Thu Feb 6 01:36:07 UTC 2020

On Fri, Jan 31, 2020 at 07:24:48PM -0700, David Fifield wrote:
> https://gitweb.torproject.org/user/dcf/snowflake.git/tree/server/server.go?h=turbotunnel&id=07495371d67f914d2c828bbd3d7facc455996bd2#n135
> The branch currently lacks client geoip lookup (ExtORPort USERADDR),
> because of the difficulty I have talked about before of providing an IP
> address for a virtual session that is not inherently tied to any single
> network connection or address. I have a plan for solving it, though; it
> requires a slight breaking of abstractions. In the server, after reading
> the ClientID, we can peek at the first 4 bytes of the first packet.
> These 4 bytes are the KCP conversation ID (https://github.com/xtaci/kcp-go/blob/v5.5.5/kcp.go#L120),
> a random number chosen by the client, serving roughly the same purpose
> in KCP as our ClientID. We store a temporary mapping from the
> conversation ID to the IP address of client making the WebSocket
> connection. kcp-go provides a GetConv function that we can call in
> handleStream, just as we're about to connect to the ORPort, to look up
> the client's IP address in the mapping. The possibility of doing this is
> one reason I decided to go with KCP for this implementation rather than
> QUIC as I did in the meek implementation: the quic-go package doesn't
> expose an accessor for the QUIC connection ID.

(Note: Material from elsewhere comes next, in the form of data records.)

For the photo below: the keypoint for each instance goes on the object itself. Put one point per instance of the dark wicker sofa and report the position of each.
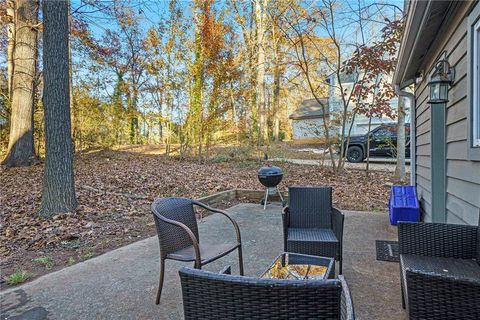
(440, 270)
(208, 295)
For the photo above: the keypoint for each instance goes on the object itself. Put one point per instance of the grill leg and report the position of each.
(266, 198)
(280, 194)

https://gitweb.torproject.org/user/dcf/snowflake.git/commit/?h=turbotunnel&id=3f88c4f817812bceb2c4cf1882086556abbf42a8
This commit adds USERADDR support for turbotunnel sessions. I found a
nicer way to do it than what I proposed above, that doesn't require
peeking into the packet structure. Instead of using the KCP conversation
ID as the common element linking an IP address and a client session, we
can use the ClientID (the artificial 8-byte value that we tack on at the
beginning of every WebSocket connection). The ServeHTTP function has
access to the ClientID because it's what parses it out, and once you
have a session you can recover the ClientID by calling the RemoteAddr
method—this is an effect of kcp-go using the address returned from its
ReadFrom calls as the remote address of the session, and the fact that
we use the ClientID for the address in those ReadFrom calls.

To summarize:
 * ServeHTTP has an IP address and a ClientID but not a session.
 * acceptStreams has a session and a ClientID but not an IP address.
 * We bridge the gap using a data structure that maps a Client ID to an
   IP address. ServeHTTP stores an entry in the structure, and
   acceptStreams looks it up.

I designed a simple data structure, clientIDMap, to serve as the lookup
table. In spirit it is a map[ClientID]string: you Set(clientID, addr) to
store a mapping, and Get(clientID) to retrieve it. It differs from a
plain map in that it expires old entries when storing new ones: it's a
fixed-size circular buffer. I designed it to be proof against memory
leaks. With a plain map, it would be possible for a client to get as far
as sending a ClientID (storing an entry in the map), but not ultimately
establish a session (leaving the entry in the map forever). But it means
that the buffer has to be large enough not to expire entries before they
are needed (how big depends on the rate of new session creation and
delay between when a WebSocket connection starts and when a session is
established). But even if an entry is expired before it is used, the
worst thing that happens is that one session gets attributed to ??
rather than a certain country. I added a log message for when this
happens and if it turns out to be a problem, we can design a more
complicated, dynamically sized data structure.